# JSON to Temporal Graph

In [1]:
import json
import pickle
from datetime import datetime, timedelta

import numpy as np
import torch

In [2]:
path = "../data/train_delay.json"
with open(path) as file:
    data = json.load(file)

path_info = "../data/train_info.json"
with open(path_info) as file:
    info = json.load(file)

## Static graph temporal data
Reference used: [WikiMathsDatasetLoader](https://pytorch-geometric-temporal.readthedocs.io/en/latest/_modules/torch_geometric_temporal/dataset/wikimath.html#WikiMathsDatasetLoader)

### Map stations to ids

In [3]:
trains = []
station_ids = {}
# set id to 0
id = 0
# iterate over the trains
for train, train_data in data.items():
    trains.append(train)
    # take the first date entry. The stations are the entry's keys
    stations = list(train_data.values())[0].keys()
    # iterate over the stations
    for station in stations:
        # if station isn't in station id keys, save it with value as current id
        if station not in station_ids:
            station_ids[station] = id
            # increment the id
            id += 1

In [4]:
print(f"#trains: {len(trains)}")
print(f"#stations: {len(station_ids)}")

#trains: 89
#stations: 984


### Create the static edge index and compute the edge weights

In [5]:
# create a list to hold the edges
edge_list = []
num_trains = []
# distance_list = []
# iterate over the trains
for train, train_data in data.items():
    # take the first date entry.
    stations = list(list(train_data.values())[0].keys())
    # iterate upto the second last station
    for i in range(len(stations) - 1):
        # add (station, next station) to the edge index
        src_code = stations[i]
        dst_code = stations[i + 1]

        src = station_ids[stations[i]]
        dst = station_ids[stations[i + 1]]
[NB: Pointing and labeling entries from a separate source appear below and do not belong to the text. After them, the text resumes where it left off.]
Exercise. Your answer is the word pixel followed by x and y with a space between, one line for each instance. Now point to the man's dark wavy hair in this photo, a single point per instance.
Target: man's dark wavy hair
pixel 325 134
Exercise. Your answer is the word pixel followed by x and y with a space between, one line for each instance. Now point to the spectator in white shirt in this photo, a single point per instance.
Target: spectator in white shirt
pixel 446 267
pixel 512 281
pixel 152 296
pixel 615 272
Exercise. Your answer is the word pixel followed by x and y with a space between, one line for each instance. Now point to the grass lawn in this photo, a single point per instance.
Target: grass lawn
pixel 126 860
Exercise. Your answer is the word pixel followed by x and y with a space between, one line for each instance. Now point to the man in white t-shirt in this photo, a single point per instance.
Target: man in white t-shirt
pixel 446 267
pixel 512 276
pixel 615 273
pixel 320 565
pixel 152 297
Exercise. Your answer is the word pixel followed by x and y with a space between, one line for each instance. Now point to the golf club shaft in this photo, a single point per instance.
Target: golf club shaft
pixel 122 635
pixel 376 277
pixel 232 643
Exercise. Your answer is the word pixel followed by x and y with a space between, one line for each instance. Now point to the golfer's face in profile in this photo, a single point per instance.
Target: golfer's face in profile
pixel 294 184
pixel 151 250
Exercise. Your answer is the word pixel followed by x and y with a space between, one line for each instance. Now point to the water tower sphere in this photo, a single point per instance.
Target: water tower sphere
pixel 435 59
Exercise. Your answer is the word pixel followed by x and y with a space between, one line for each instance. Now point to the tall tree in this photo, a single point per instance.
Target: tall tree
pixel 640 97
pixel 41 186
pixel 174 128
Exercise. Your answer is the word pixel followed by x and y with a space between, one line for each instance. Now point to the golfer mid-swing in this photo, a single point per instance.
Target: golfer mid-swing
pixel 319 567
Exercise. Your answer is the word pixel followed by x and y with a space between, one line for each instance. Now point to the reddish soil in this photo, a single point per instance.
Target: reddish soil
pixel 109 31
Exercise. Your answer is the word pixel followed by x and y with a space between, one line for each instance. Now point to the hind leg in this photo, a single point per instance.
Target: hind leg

        # src_dist = int(info[train]["stationDict"][src_code]["distance"])
        # dst_dist = int(info[train]["stationDict"][dst_code]["distance"])
        # distance_list.append(dst_dist - src_dist)

        try:
            idx = edge_list.index((src, dst))
            num_trains[idx] += 1
        except ValueError:
            edge_list.append((src, dst))
            num_trains.append(1)

# Convert it to an array of shape (2, #edges)
edge_index = np.array(edge_list).T
num_trains_array = np.array(num_trains)

del edge_list, num_trains

In [6]:
"""
# maintain a list for [(src, dst, dist), ...]
distance_dict = {}
# itearte over the trains in info
for train in info:
    # if we don't have the delay data for this train, pass.
    if train["trainNumber"] not in trains:
        continue
    # iterate over the stations in the station list
    # starting from the second entry upto the last
    for i in range(1, len(train["stationList"])):
        print(train["trainNumber"], train[""])
        prev_station = station_ids[train["stationList"][i - 1]["stationCode"]]
        curr_station = station_ids[train["stationList"][i]["stationCode"]]
        prev_dist = int(train["stationList"][i - 1]["distance"])
        curr_dist = int(train["stationList"][i]["distance"])
        # Add current_distance - prev_distance for edge
        # (prev station, current station) to the dictionary.
        # if the edge already exists, take the min of the two.
        dist = curr_dist - prev_dist
        try:
            distance_dict[(prev_station, curr_station)] = min(dist, distance_dict[(prev_station, curr_station)])
        except KeyError:
            distance_dict[(prev_station, curr_station)] = dist

# convert the list to a numpy array of shape (#edges, dist) sorted by src node.
distance_list = [(k[0], k[1], d) for k, d in distance_dict.items()]
distance_list = sorted(distance_list, key=lambda t: t[0])
distance_array = np.array([i[2] for i in distance_list])

del distance_dict
"""

'\n# maintain a list for [(src, dst, dist), ...]\ndistance_dict = {}\n# itearte over the trains in info\nfor train in info:\n    # if we don\'t have the delay data for this train, pass.\n    if train["trainNumber"] not in trains:\n        continue\n    # iterate over the stations in the station list\n    # starting from the second entry upto the last\n    for i in range(1, len(train["stationList"])):\n        print(train["trainNumber"], train[""])\n        prev_station = station_ids[train["stationList"][i - 1]["stationCode"]]\n        curr_station = station_ids[train["stationList"][i]["stationCode"]]\n        prev_dist = int(train["stationList"][i - 1]["distance"])\n        curr_dist = int(train["stationList"][i]["distance"])\n        # Add current_distance - prev_distance for edge\n        # (prev station, current station) to the dictionary.\n        # if the edge already exists, take the min of the two.\n        dist = curr_dist - prev_dist\n        try:\n            distance_dict[(p

In [7]:
edge_weights = num_trains_array
# edge_weights = distance_array
# edge_weights = np.stack((distance_array, num_trains_array)).T

In [8]:
print(edge_index.shape)
print(edge_weights.shape)

(2, 1470)
(1470,)


### Create the temporal snapshots

In [9]:
str_to_date = lambda str_: datetime.strptime(str_, '%d-%m-%Y').date()
date_to_str = lambda date_: date_.strftime("%d-%m-%Y")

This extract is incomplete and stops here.